See too: Naturalism – the typically positivist and determinist literary school
the backlands
First published in 1902, the backlands is the object of analysis in several areas of knowledge.. Besides the literature, professionals from anthropology, story, social sciences and geography they are dedicated to researching the work, thanks to their unique contribution to the first pillars of reflection on Brazilian sociocultural peculiarities.
This classic of national literature has as its starting point the articles written by Euclides da Cunha, for the newspaper A Provincia de São Paulo, on the Canudos War, which took place in the backlands of Bahia. The work, however, goes far beyond reporting the conflict: the author develops a panorama that captures one of the several modernization processes in Brazil, and highlights how they took place in such a way undemocratic, presenting a large compilation of the social contradictions, poverty and misery that plagued the region Northeast.
It was mainly this scarcity of resources that led the messianic figure of Antônio Conselheiro to gather more than 30,000 people dissatisfied with the course of the republican government, which imposed an abusive increase in taxes and harmed the most poor. The result of the clash was a bloody massacre of civilians.
the backlands é divided into three parts: the first, “The land”, is composed of essential aspects of the country's topography, and written with the scientific rigor of a geographer and, at the same time, emphasizing the metaphorical role of this arid nature - beyond a scenario of conflict, this sertão contains analogies in the work poetic. The second, “The man”, outlines the racial profile of the northeastern and echoes a good part of the racial theories of the time, which considered miscegenation as harmful to the development of a people. The third, “A Luta”, narrates the fights between the members of the Army and the rebels led by Antônio Conselheiro.
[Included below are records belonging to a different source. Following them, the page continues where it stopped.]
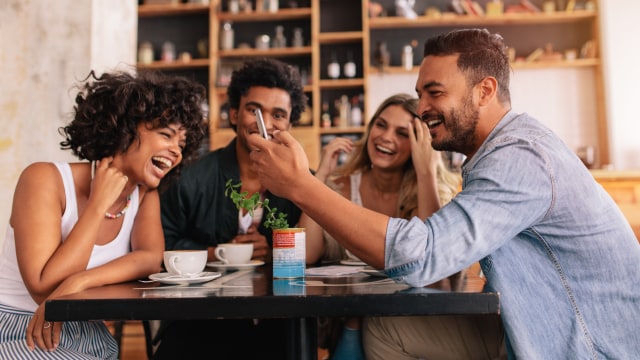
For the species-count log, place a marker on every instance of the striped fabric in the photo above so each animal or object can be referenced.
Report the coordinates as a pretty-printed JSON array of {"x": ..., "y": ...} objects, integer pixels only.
[{"x": 79, "y": 339}]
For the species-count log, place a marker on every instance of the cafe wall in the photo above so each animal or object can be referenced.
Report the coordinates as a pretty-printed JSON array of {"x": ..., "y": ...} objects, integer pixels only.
[{"x": 48, "y": 46}]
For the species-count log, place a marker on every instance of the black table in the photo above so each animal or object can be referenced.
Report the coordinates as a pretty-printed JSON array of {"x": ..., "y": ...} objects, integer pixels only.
[{"x": 254, "y": 294}]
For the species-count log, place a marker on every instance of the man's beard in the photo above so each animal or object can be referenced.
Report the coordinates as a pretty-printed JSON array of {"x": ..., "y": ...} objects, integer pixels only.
[{"x": 461, "y": 126}]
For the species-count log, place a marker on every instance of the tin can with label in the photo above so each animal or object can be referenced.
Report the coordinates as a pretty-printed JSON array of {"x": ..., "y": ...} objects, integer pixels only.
[{"x": 289, "y": 253}]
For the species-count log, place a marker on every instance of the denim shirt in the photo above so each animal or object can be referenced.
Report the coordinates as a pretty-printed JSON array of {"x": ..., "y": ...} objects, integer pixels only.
[{"x": 549, "y": 239}]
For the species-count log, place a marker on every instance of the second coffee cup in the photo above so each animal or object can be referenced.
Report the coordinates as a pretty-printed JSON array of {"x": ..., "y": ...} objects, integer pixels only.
[
  {"x": 185, "y": 262},
  {"x": 234, "y": 254}
]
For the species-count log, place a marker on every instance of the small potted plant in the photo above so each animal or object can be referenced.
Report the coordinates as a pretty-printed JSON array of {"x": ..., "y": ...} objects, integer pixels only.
[{"x": 288, "y": 243}]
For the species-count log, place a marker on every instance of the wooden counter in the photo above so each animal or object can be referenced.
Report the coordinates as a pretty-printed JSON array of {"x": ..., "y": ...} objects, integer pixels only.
[{"x": 624, "y": 188}]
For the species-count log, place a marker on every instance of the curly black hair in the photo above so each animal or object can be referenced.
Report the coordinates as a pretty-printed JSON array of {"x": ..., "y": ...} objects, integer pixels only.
[
  {"x": 108, "y": 109},
  {"x": 269, "y": 73},
  {"x": 482, "y": 54}
]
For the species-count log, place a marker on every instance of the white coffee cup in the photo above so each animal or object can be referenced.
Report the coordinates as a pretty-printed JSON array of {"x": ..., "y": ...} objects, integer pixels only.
[
  {"x": 351, "y": 256},
  {"x": 234, "y": 254},
  {"x": 185, "y": 262}
]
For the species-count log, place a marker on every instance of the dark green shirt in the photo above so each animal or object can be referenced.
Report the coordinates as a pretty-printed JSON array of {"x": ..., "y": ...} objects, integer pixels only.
[{"x": 196, "y": 213}]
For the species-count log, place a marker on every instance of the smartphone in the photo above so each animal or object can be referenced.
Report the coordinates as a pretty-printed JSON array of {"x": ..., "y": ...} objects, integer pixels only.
[{"x": 261, "y": 127}]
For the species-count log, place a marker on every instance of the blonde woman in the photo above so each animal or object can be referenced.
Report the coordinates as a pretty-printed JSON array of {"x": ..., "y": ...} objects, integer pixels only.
[{"x": 391, "y": 170}]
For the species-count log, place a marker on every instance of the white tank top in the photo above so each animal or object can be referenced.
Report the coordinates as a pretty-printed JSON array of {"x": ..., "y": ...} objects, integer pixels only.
[{"x": 14, "y": 293}]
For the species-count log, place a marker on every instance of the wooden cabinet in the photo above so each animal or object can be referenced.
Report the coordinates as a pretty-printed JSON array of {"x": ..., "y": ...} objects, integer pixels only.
[
  {"x": 343, "y": 30},
  {"x": 624, "y": 188}
]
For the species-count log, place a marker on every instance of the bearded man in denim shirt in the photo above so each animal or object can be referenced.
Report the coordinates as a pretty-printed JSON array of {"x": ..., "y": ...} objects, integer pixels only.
[{"x": 549, "y": 238}]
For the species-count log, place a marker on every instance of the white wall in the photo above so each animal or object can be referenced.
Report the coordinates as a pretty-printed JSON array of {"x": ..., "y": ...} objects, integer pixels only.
[
  {"x": 47, "y": 47},
  {"x": 569, "y": 110},
  {"x": 563, "y": 98},
  {"x": 621, "y": 58}
]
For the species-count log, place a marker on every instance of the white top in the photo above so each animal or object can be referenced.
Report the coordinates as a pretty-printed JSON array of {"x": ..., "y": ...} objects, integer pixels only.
[
  {"x": 14, "y": 293},
  {"x": 333, "y": 249}
]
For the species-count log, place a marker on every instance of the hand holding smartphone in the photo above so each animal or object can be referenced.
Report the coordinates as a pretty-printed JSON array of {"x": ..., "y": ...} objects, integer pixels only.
[{"x": 261, "y": 127}]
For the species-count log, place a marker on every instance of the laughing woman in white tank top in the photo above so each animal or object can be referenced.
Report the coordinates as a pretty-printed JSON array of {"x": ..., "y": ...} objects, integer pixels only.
[{"x": 79, "y": 225}]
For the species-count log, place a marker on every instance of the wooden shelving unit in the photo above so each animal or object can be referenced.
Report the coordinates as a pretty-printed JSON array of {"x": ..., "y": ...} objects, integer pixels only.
[{"x": 337, "y": 26}]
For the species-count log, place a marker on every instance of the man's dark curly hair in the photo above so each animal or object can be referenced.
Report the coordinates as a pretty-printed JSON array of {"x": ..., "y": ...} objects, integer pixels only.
[
  {"x": 482, "y": 54},
  {"x": 269, "y": 73},
  {"x": 108, "y": 109}
]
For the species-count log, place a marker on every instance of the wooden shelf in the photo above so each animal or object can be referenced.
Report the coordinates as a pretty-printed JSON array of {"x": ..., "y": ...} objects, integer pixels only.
[
  {"x": 345, "y": 30},
  {"x": 171, "y": 9},
  {"x": 394, "y": 22},
  {"x": 342, "y": 130},
  {"x": 375, "y": 70},
  {"x": 340, "y": 37},
  {"x": 280, "y": 15},
  {"x": 251, "y": 52},
  {"x": 176, "y": 65},
  {"x": 340, "y": 83}
]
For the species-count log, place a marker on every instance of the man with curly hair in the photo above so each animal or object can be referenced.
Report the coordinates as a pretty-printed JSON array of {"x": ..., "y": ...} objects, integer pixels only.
[
  {"x": 196, "y": 214},
  {"x": 78, "y": 225}
]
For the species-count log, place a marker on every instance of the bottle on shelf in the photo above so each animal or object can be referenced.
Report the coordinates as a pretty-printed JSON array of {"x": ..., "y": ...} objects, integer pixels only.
[
  {"x": 326, "y": 115},
  {"x": 145, "y": 53},
  {"x": 298, "y": 40},
  {"x": 271, "y": 5},
  {"x": 381, "y": 56},
  {"x": 168, "y": 51},
  {"x": 356, "y": 111},
  {"x": 407, "y": 57},
  {"x": 350, "y": 66},
  {"x": 226, "y": 37},
  {"x": 333, "y": 70},
  {"x": 234, "y": 6},
  {"x": 279, "y": 40},
  {"x": 344, "y": 111}
]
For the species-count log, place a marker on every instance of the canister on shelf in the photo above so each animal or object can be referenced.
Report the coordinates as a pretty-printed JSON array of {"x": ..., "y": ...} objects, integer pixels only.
[
  {"x": 145, "y": 53},
  {"x": 226, "y": 36},
  {"x": 407, "y": 57}
]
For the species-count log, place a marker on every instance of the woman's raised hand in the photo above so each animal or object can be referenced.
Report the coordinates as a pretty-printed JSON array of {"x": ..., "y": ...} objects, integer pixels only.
[{"x": 330, "y": 154}]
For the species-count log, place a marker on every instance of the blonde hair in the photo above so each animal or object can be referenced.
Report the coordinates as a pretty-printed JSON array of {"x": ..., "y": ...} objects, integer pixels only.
[{"x": 448, "y": 182}]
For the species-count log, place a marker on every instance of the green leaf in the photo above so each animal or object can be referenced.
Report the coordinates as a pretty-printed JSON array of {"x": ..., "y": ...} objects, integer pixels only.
[{"x": 249, "y": 203}]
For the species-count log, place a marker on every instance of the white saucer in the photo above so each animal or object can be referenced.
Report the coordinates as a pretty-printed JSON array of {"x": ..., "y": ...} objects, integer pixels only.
[
  {"x": 222, "y": 266},
  {"x": 373, "y": 272},
  {"x": 167, "y": 278},
  {"x": 352, "y": 262}
]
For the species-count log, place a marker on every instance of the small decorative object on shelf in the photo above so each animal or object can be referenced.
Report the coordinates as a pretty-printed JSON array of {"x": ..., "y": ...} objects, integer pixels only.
[
  {"x": 333, "y": 69},
  {"x": 495, "y": 7},
  {"x": 326, "y": 115},
  {"x": 226, "y": 37},
  {"x": 234, "y": 6},
  {"x": 262, "y": 42},
  {"x": 407, "y": 57},
  {"x": 298, "y": 40},
  {"x": 350, "y": 66},
  {"x": 168, "y": 51},
  {"x": 203, "y": 48},
  {"x": 548, "y": 6},
  {"x": 405, "y": 8},
  {"x": 279, "y": 40},
  {"x": 145, "y": 53},
  {"x": 356, "y": 111},
  {"x": 381, "y": 56},
  {"x": 268, "y": 5}
]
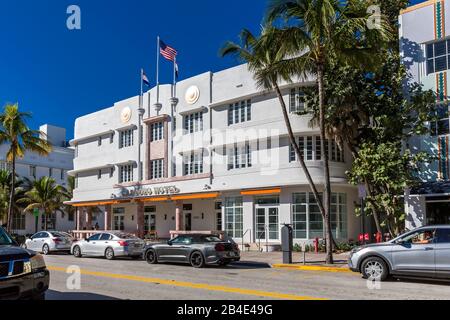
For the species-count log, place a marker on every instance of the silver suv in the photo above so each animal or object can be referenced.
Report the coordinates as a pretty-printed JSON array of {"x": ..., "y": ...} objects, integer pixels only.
[{"x": 423, "y": 252}]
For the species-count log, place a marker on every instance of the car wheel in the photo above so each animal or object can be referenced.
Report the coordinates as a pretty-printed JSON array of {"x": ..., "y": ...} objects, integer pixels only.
[
  {"x": 46, "y": 249},
  {"x": 77, "y": 252},
  {"x": 375, "y": 268},
  {"x": 109, "y": 254},
  {"x": 39, "y": 297},
  {"x": 197, "y": 260},
  {"x": 151, "y": 257}
]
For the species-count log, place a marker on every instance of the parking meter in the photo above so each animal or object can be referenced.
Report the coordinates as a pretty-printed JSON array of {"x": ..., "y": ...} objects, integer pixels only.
[{"x": 287, "y": 243}]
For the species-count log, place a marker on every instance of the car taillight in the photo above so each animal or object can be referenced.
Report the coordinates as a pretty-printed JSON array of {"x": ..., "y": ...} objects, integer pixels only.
[
  {"x": 220, "y": 247},
  {"x": 123, "y": 243}
]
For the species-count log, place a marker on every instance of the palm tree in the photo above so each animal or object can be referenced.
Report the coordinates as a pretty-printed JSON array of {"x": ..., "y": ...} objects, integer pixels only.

This division is part of a proposal related to positivist and determinist ideologies of the nineteenth century—man is a product of his environment. Thus, to understand the conflict, the author follows the reasoning that history is determined by the factors of environment, race and moment. The arid environment is responsible for originating the sertanejo, a strong man, generated by the hostilities presented by the surrounding nature.
The language of the work is one of its highlights: polyphonic, it mixes Brazilianisms, popular expressions, archaisms typical of the sertanejo language, indigenous words, terms from the pamphlet press and political-military ideas.
the backlands it had immediate literary success: it sold out the first edition, of two thousand copies, and earned the author the appointment to the Brazilian Academy of Letters.